The Mackay Family Cemetery is separated from the Foreign Cemetery by a stone wall. Mackay, who succumbed to throat cancer in 1901, is buried under an obelisk tombstone, which is surrounded by the graves of his wife, children and some of his students.
Tamsui started making history long before Mackay arrived. Because of its strategic location, the Spanish, who dubbed Taiwan “Formosa”, built a fortress (Fort San Domingo) here in 1628. That fortress disappeared long ago but the fort the Dutch built in 1646 (Fort Antonio) has withstood the test of time and can be visited. A fort built by a Qing Dynasty emperor during the Sino-French War and hidden in a forest, is also part of a tour of Tamsui.
This city also has its share of impressive temples – the 18th century Fuyou Temple, as well as two 19th century worship halls - one known as Longshan Temple (one of five major Longshan temples in Taiwan) and the other Yinshan Temple, built by the Hakka Chinese in 1822. The Qingshui Zushi temple built in 1937 may not be as old as the others but it’s no less impressive.

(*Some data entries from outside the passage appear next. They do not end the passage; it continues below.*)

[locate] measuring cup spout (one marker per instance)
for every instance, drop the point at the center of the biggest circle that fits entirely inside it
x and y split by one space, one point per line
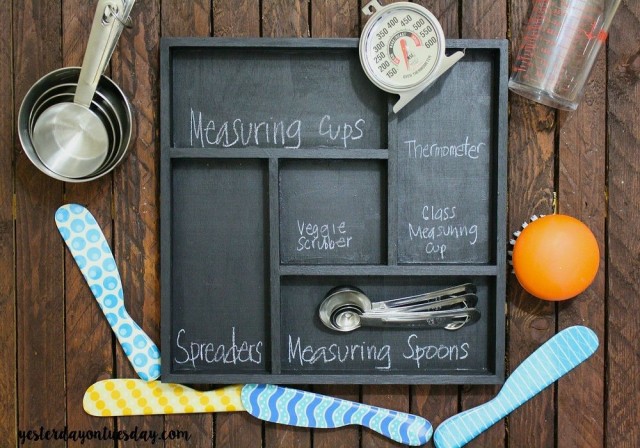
106 28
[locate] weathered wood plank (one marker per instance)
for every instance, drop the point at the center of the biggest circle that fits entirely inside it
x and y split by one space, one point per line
179 18
8 386
531 322
39 249
135 66
336 19
581 193
88 341
237 19
623 345
486 19
385 396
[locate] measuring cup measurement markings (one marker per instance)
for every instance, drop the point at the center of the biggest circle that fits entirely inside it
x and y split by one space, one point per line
347 308
402 49
69 137
559 47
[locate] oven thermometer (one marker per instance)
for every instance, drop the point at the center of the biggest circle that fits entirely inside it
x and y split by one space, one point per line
402 49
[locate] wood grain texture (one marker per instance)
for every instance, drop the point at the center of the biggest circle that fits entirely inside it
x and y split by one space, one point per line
582 169
385 396
135 68
330 18
447 13
45 304
623 345
236 18
285 18
179 18
345 436
435 403
39 268
8 386
531 321
88 358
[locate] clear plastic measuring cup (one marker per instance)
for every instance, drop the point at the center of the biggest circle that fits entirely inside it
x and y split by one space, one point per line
559 47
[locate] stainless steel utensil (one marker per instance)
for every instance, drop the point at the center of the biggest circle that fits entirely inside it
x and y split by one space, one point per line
347 308
69 137
108 95
83 139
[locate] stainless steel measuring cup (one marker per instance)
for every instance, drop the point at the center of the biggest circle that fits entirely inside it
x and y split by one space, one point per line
71 140
347 308
559 47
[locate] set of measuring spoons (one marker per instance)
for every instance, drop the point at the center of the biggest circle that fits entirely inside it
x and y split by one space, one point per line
121 396
348 308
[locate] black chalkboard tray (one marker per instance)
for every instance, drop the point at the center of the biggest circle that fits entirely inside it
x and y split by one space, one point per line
284 173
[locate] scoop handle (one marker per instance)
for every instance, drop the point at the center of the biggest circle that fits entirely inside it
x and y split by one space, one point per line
300 408
551 361
105 30
92 254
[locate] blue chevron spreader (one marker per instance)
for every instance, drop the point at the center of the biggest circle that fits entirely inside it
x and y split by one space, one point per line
299 408
547 364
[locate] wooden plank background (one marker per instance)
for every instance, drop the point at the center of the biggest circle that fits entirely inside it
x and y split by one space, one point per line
54 341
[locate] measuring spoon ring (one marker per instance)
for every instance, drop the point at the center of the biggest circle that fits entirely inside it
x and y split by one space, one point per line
347 308
92 253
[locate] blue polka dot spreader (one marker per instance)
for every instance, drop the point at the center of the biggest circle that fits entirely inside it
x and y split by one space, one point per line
90 250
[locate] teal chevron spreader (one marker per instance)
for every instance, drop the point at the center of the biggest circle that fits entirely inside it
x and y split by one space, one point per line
299 408
547 364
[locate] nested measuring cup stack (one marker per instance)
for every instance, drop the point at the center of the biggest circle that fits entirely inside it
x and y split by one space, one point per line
75 123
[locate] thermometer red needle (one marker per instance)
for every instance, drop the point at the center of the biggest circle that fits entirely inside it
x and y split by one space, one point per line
403 45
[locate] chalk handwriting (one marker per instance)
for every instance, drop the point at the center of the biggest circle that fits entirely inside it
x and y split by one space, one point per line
279 133
419 352
343 131
322 236
235 352
438 150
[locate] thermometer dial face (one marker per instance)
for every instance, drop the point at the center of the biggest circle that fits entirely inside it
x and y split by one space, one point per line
401 46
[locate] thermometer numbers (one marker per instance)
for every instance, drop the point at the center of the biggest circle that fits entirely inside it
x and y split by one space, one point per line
402 48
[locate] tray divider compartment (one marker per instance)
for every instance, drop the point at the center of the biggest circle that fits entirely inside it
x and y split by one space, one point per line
274 249
392 189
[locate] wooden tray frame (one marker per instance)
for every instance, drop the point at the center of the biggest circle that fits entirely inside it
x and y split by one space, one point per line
496 271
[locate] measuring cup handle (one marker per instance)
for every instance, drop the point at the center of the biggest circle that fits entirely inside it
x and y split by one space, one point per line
105 30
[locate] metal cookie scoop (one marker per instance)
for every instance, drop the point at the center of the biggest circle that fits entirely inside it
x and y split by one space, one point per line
347 308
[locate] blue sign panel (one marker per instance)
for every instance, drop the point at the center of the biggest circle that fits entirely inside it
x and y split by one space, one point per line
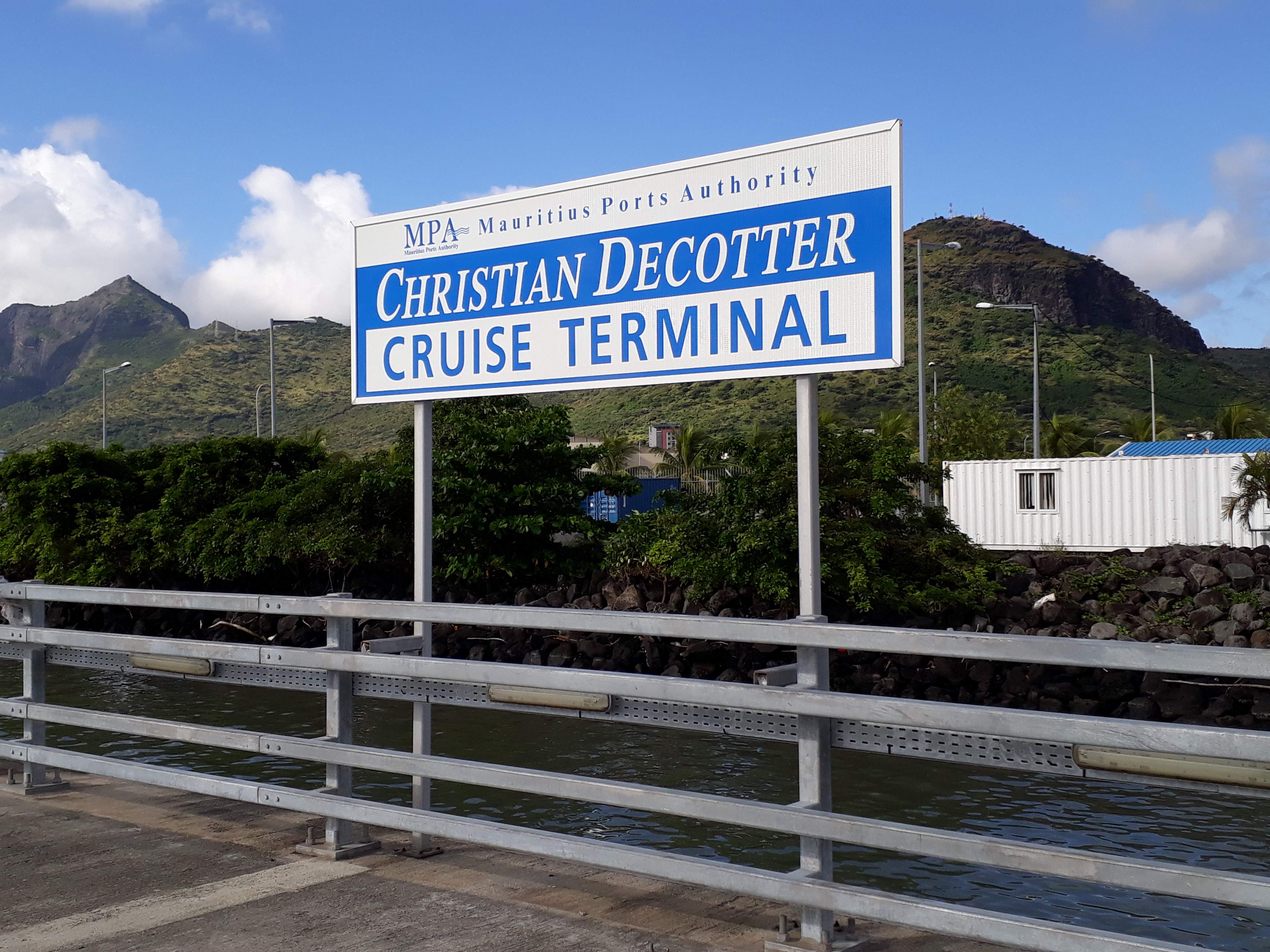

By the time I reach Fisherman’s Wharf, I’m in need of refreshment and stop for a cold bottle of Taiwan beer – lighter than most Asian beers but thirst quenching on this hot day. That went down so well, I order another and watch tourists pile onto a ferry headed for an out island known as Bali – a much lesser version of its Indonesian counterpart.
Above: The volcanic scenery surrounding the area is breathtaking.
As the ferry pulls away, a light breeze begins to blow in off the water – it’s mid afternoon; the perfect time to visit Tamsui – just like the concierge advised.
- Best way to get to Tamsui is by MRT from downtown Taipei – take the line headed for Danshui station. The MRT ride costs less than $3 Cdn. and takes about an hour.
- Tamsui was originally settled by the Taiwanese aboriginal people, the Austronesians.
- Chinese started arriving in Tamsui around 1684 when the city became part of the Qing Dynasty.
- Tamsui was once the largest and biggest harbor in Taiwan.
- Tamsui’s main industry today is tourism.